This article originally appeared in the Union Tribune San Diego
By Steven Greenhut
SACRAMENTO — One of my guilty pleasures is watching the TV show, “Shark Tank,” in which budding entrepreneurs pitch their ideas to a panel of venture capitalists in the hopes they invest their cash in exchange for a share of the upstart companies. The “sharks” can be snarky and ruthless, but the show puts capitalism in a refreshingly favorable light.
Silicon Valley venture capitalist Tim Draper — known for his unsuccessful ballot drive to split California into six smaller and more politically responsive states — likes the TV show, too. His latest idea:Fix the state’s problems by starting his own shark tank. He and some colleagues will listen to idea pitches for improving state or local governance and will decide which ones to fund.
Yes, it will be broadcast. His Draper University (a short-term entrepreneurship program) already is slated for a reality show called “Startup U.” But in an interview, Draper said his shark-tank idea is more serious business than show biz. It could do for government what the Internet has done for other industries and what Uber has done for taxi services — i.e., improve customer service through innovation. “Government is the last laggard,” he said.
“California has become bottlenecked and … it feels to me like we’re being served the way a monopoly serves its peasants, not as a good competitive, cooperative group that loves its customer,” Draper added. “A lot of it gets caught up in partisan things … instead of thinking, ‘What’s the best thing we can possibly do here?’ And maybe (the idea) comes out of left field.”
In the business world, “sharks” can fund new ideas that can easily be taken to the market and succeed or fail based on the consumer. It’s harder to improve government because the people who control it are unlikely to go along with ideas (e.g., pension reform) that threaten their benefits or power. How does he get around that fundamental problem?
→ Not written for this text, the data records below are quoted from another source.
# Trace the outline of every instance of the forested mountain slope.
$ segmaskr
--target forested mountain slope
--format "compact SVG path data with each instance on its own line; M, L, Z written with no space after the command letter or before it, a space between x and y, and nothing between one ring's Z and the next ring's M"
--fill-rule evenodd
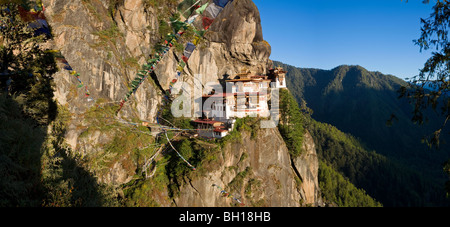
M328 123L351 134L361 141L362 147L366 150L373 150L387 157L390 162L403 166L401 169L408 173L402 173L406 175L399 174L397 170L392 169L392 171L381 171L379 177L382 179L385 177L384 174L393 174L395 177L401 178L397 181L398 186L406 188L410 188L406 186L408 184L400 182L405 179L410 179L406 180L407 182L417 181L413 183L417 185L416 189L413 189L417 194L411 195L411 197L420 198L421 201L411 204L411 201L399 202L397 200L386 204L384 199L377 196L375 198L380 199L385 205L446 203L445 199L440 196L441 187L446 180L442 171L442 163L448 159L450 149L446 146L442 146L440 150L430 149L421 142L424 136L429 135L437 128L437 125L433 121L425 125L415 125L411 122L413 109L406 100L399 99L397 93L400 86L406 83L405 81L391 75L383 75L380 72L369 72L360 66L343 65L332 70L321 70L297 68L281 62L274 62L274 65L280 65L288 71L287 86L298 102L304 100L307 106L313 110L312 117L315 120ZM388 120L392 114L395 114L397 119L393 121L392 125L389 125ZM427 114L430 119L438 117L432 112ZM325 137L316 134L315 139L323 140ZM448 140L448 136L444 136L444 139ZM316 143L323 147L323 143L326 141L316 141ZM332 147L343 146L339 142L337 145ZM325 146L327 145L325 144ZM350 179L354 179L355 173L361 174L361 168L365 166L358 161L355 162L352 165L359 167L353 170L347 169L345 174ZM367 182L367 186L363 188L370 194L370 188L375 190L376 187L369 185L367 176L360 177L360 179L363 178ZM356 181L352 182L361 186ZM371 182L374 184L377 181L371 180ZM423 185L433 186L430 186L429 189L421 189ZM388 196L386 193L383 193L384 196L389 197L390 195Z

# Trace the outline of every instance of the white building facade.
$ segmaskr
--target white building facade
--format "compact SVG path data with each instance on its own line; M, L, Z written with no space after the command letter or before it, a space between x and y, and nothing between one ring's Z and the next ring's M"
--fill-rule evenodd
M265 76L243 73L227 80L230 91L214 91L202 97L204 120L196 120L199 135L222 138L233 129L236 118L269 117L270 89L286 88L286 71L278 67L270 69ZM209 123L208 123L209 122ZM211 122L212 125L211 125ZM217 122L223 123L218 126ZM216 124L216 125L214 125Z

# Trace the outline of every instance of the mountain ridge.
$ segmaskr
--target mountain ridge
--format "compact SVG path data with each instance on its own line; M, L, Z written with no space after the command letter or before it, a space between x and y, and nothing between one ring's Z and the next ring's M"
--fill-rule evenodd
M370 72L361 66L341 65L321 70L297 68L277 61L274 65L288 71L288 88L299 103L305 101L312 109L313 119L355 136L368 150L407 166L424 179L432 180L436 187L444 184L447 177L441 164L448 159L450 151L448 148L431 150L421 143L437 125L411 122L413 108L407 100L399 99L397 92L406 81ZM392 114L397 120L389 126L387 122ZM438 117L433 112L428 114ZM434 202L440 203L437 198Z

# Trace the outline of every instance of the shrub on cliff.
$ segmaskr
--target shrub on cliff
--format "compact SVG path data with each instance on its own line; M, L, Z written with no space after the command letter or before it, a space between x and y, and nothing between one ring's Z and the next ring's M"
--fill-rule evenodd
M294 96L287 89L280 89L280 114L278 130L289 153L297 157L302 153L305 117Z

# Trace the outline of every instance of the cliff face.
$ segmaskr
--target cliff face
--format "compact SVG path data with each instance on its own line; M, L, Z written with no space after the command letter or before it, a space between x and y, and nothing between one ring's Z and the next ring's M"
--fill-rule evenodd
M133 159L133 149L120 155L108 154L106 147L121 130L93 127L93 120L87 116L92 109L117 105L121 101L140 65L146 62L159 41L158 12L163 9L153 8L146 2L43 0L54 34L53 49L61 50L71 67L80 73L80 80L92 98L84 96L85 91L76 87L77 79L61 65L55 75L55 95L72 114L66 140L85 156L109 157L108 171L94 171L101 182L108 184L129 182L138 164ZM263 40L256 5L251 0L234 0L205 34L205 40L190 57L181 80L194 84L194 76L200 74L205 85L242 70L265 73L271 66L270 52L270 45ZM120 112L120 117L154 122L162 99L159 86L169 88L179 60L173 50L169 51L155 70L158 85L145 81ZM242 198L247 205L321 204L318 160L309 133L305 135L304 155L296 159L291 159L277 129L261 129L256 138L243 132L242 137L242 143L226 145L220 160L222 165L217 169L207 176L187 180L189 184L180 189L181 194L173 201L175 205L233 205L232 200L221 197L220 190L212 186L226 188L231 182L234 182L230 187L233 195ZM159 204L173 205L165 199L159 200Z
M270 53L270 45L263 40L256 5L251 0L233 1L214 20L203 44L190 57L182 80L193 84L197 74L202 76L205 85L242 70L265 73L271 64ZM176 66L173 55L158 65L156 74L164 89L168 89Z
M158 40L160 8L147 6L143 0L44 0L45 15L54 34L53 48L61 50L70 66L80 73L93 101L77 79L68 71L55 75L57 100L77 115L92 108L95 102L118 104L128 92L140 65L145 63ZM111 15L113 14L113 15ZM234 76L241 70L265 73L271 64L271 48L262 38L259 12L251 0L234 1L215 19L200 48L191 56L182 81L194 86L194 76L202 76L202 86ZM155 73L165 90L176 75L179 56L171 50L159 63ZM60 66L63 68L63 65ZM195 88L199 89L199 88ZM161 104L159 88L145 81L121 116L155 121ZM205 91L207 92L207 91ZM82 131L69 129L71 145L76 146Z
M316 145L311 134L307 131L303 139L303 153L293 158L292 168L301 179L300 195L306 204L323 206L319 182L319 159L317 158Z
M54 76L55 96L73 114L67 139L74 149L80 148L78 137L83 127L88 127L83 123L86 111L98 103L118 104L156 42L154 29L149 29L158 29L156 9L143 7L142 0L115 6L111 2L43 1L54 35L53 49L60 50L80 74L93 99L85 97L85 90L76 86L77 79L60 64L61 70ZM154 120L156 106L161 102L158 90L145 81L134 97L121 113L125 117Z
M144 7L142 0L118 5L109 0L43 2L55 36L54 49L61 50L80 73L93 102L118 103L157 42L156 9ZM69 104L71 112L80 114L93 105L84 91L70 86L76 79L67 71L61 70L55 78L58 101ZM153 119L154 106L160 102L157 90L144 82L134 97L134 108L126 108L125 115Z
M291 160L277 129L261 129L252 138L242 132L242 141L227 144L214 171L187 180L175 200L177 206L298 207L321 206L317 181L318 159L314 141L307 132L304 154ZM223 197L218 185L232 197Z

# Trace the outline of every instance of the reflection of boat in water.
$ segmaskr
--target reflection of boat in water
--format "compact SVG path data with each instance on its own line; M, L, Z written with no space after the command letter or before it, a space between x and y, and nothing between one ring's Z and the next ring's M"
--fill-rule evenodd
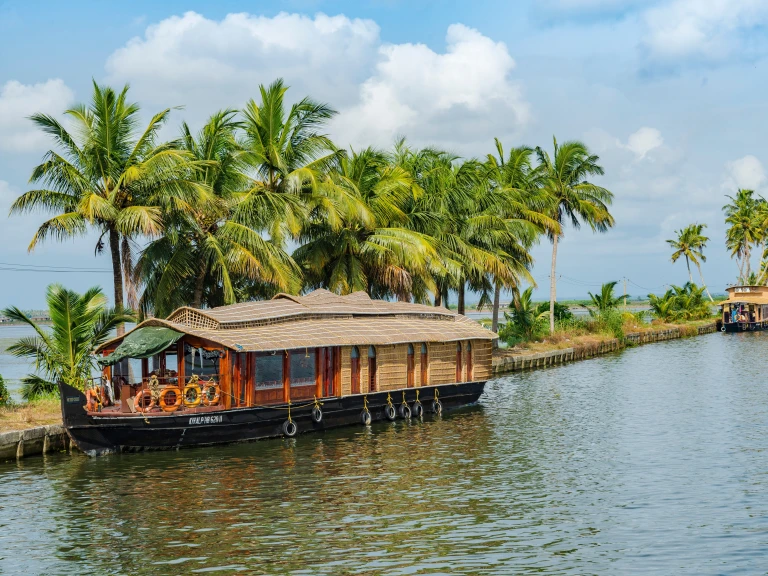
M720 303L722 332L768 330L768 286L731 286Z
M439 413L480 397L494 337L445 308L361 292L181 308L102 345L107 385L62 385L64 424L96 455ZM141 359L140 380L127 359Z

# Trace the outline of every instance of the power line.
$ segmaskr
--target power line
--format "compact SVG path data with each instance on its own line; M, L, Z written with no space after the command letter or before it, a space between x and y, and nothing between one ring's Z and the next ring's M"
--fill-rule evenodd
M110 268L79 268L74 266L17 264L15 262L0 262L0 270L10 270L14 272L112 272Z

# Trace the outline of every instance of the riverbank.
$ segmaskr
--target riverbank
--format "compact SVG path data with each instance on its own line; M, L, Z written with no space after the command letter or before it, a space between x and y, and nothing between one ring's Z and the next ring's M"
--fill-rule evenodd
M711 334L717 330L717 325L712 320L699 320L683 324L651 324L636 328L633 332L625 333L622 339L601 334L576 335L570 338L556 336L543 342L527 343L524 347L499 348L493 353L492 372L494 375L501 375L517 370L543 368L617 352L627 346Z

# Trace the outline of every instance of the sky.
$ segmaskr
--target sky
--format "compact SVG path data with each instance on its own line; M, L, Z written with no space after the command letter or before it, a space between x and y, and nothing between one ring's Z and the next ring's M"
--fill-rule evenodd
M494 137L506 149L586 143L616 225L565 230L560 298L625 278L632 296L682 284L665 240L694 222L710 237L704 277L722 292L737 275L726 195L766 192L767 25L762 0L0 0L0 306L42 307L51 282L111 292L95 234L30 253L46 214L6 216L51 146L30 114L87 102L92 81L129 83L146 119L181 107L170 138L278 77L290 99L339 111L328 127L339 146L406 136L483 158ZM533 251L538 298L550 251L546 240Z

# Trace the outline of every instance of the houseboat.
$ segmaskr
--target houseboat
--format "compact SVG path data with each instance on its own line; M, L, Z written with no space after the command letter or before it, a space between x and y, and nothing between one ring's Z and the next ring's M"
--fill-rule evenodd
M768 329L768 286L731 286L720 303L722 332Z
M471 404L496 335L442 307L364 292L151 318L96 350L99 384L61 385L86 454L292 437Z

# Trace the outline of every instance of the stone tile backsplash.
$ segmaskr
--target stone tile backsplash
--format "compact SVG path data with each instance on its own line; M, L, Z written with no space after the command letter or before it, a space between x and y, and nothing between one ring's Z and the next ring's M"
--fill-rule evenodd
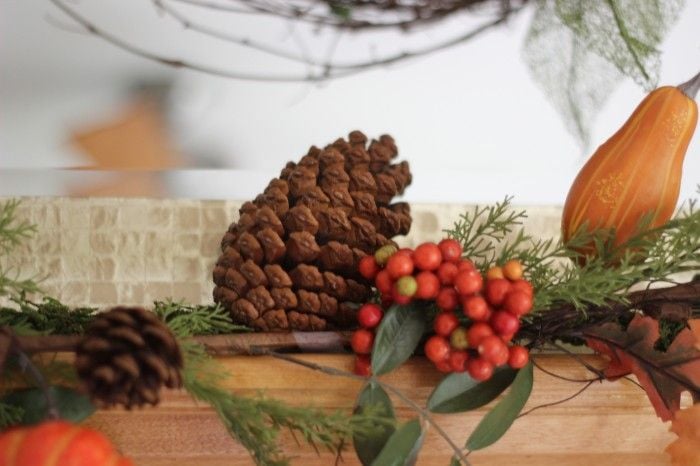
M238 201L25 198L22 219L33 239L10 257L23 276L43 277L43 289L69 305L149 305L171 297L211 302L211 270L219 242L238 218ZM469 205L414 204L413 227L401 245L442 236ZM525 226L540 237L559 234L561 209L527 207Z

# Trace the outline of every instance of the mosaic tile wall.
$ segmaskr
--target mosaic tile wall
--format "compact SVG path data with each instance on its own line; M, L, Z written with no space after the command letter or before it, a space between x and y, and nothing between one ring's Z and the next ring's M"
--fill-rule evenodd
M69 305L148 305L172 297L212 301L211 270L219 242L237 219L237 201L26 198L18 216L38 232L9 258L25 275L45 277L44 290ZM439 238L467 205L415 204L402 245ZM558 235L561 209L527 207L526 227Z

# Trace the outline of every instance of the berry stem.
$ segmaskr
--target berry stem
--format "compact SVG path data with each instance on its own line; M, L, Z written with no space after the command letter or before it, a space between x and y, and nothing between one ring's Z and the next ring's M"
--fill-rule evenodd
M455 452L456 457L459 458L459 460L461 461L461 464L465 466L471 466L471 463L466 459L468 453L465 454L462 451L462 449L454 443L454 441L450 438L447 432L445 432L442 429L442 427L440 427L440 425L433 419L430 413L427 410L423 409L415 401L411 400L408 396L401 392L401 390L394 387L393 385L387 384L386 382L382 382L374 376L363 377L361 375L357 375L342 369L337 369L335 367L323 366L314 362L305 361L303 359L292 356L291 354L278 353L268 348L255 348L252 354L271 356L276 359L291 362L292 364L297 364L299 366L306 367L307 369L315 370L335 377L346 377L349 379L361 380L363 382L371 381L376 383L383 389L393 393L398 398L400 398L401 401L410 406L411 409L413 409L420 417L422 417L428 424L430 424L437 431L437 433L450 445L452 450Z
Draper didn’t have many specifics, but he could see funding state or even local voter initiatives that promote reform, or maybe think tanks, and business ideas that could help governments, say, improve technology. His “Fix California Challenge” only wants ideas that challenge the status quo, provide better representation to the citizenry, or improve education, government accountability and opportunity. He wouldn’t give specifics, but expects to make a multimillion-dollar investment.
“We created an initiative that I thought was a good initiative, Six Californias,” he said. “But we didn’t get it on the ballot, so we decided to retrench. … I thought … well, maybe we want other ideas, we want other entrepreneurs to bring their own ideas to us and I can fund them.” He hopes to crowd-source the project so other investors will fund them, also.
And he wants innovative thinking. “I think of Elon Musk,” Draper said. “He says we’re going to Mars and 95, 97 percent of the people think he’s crazy. The other 3 to 5 percent say, ‘How are we going to do it?’ and then they work on it. … The same kind of thing can happen with government.” He wants more than an idea. He wants specific plans pitched by people who will dedicate themselves to implementing the idea. He seeks passion, which is only fair given how passionate he is about his outside-the-mainstream ideas.
Bill Lyons, founder and CEO of San Diego-based Revestor on ABC's "Shark Tank." — Photo courtesy of ABC.
Not long ago, this kind of big thinking was more common. Observers were fixated on ways to “save” California given its massive budget deficits, tough business climate and soaring poverty rates. But this reform movement came to a halt after voters in 2012 agreed to hike taxes via Proposition 30.
The short-term deficit disappeared, but nothing fundamentally changed and legislators are back to business as usual — pitching new programs and looking at ways to hike taxes to fund them. The problems still are there, although the attention to them has faded. So it’s nice to see someone still thinking about fixing our state.
This new idea faces fewer obstacles than Six Californias. If it takes off, it might do for political reform and good governance what “Shark Tank” has done for entrepreneurship.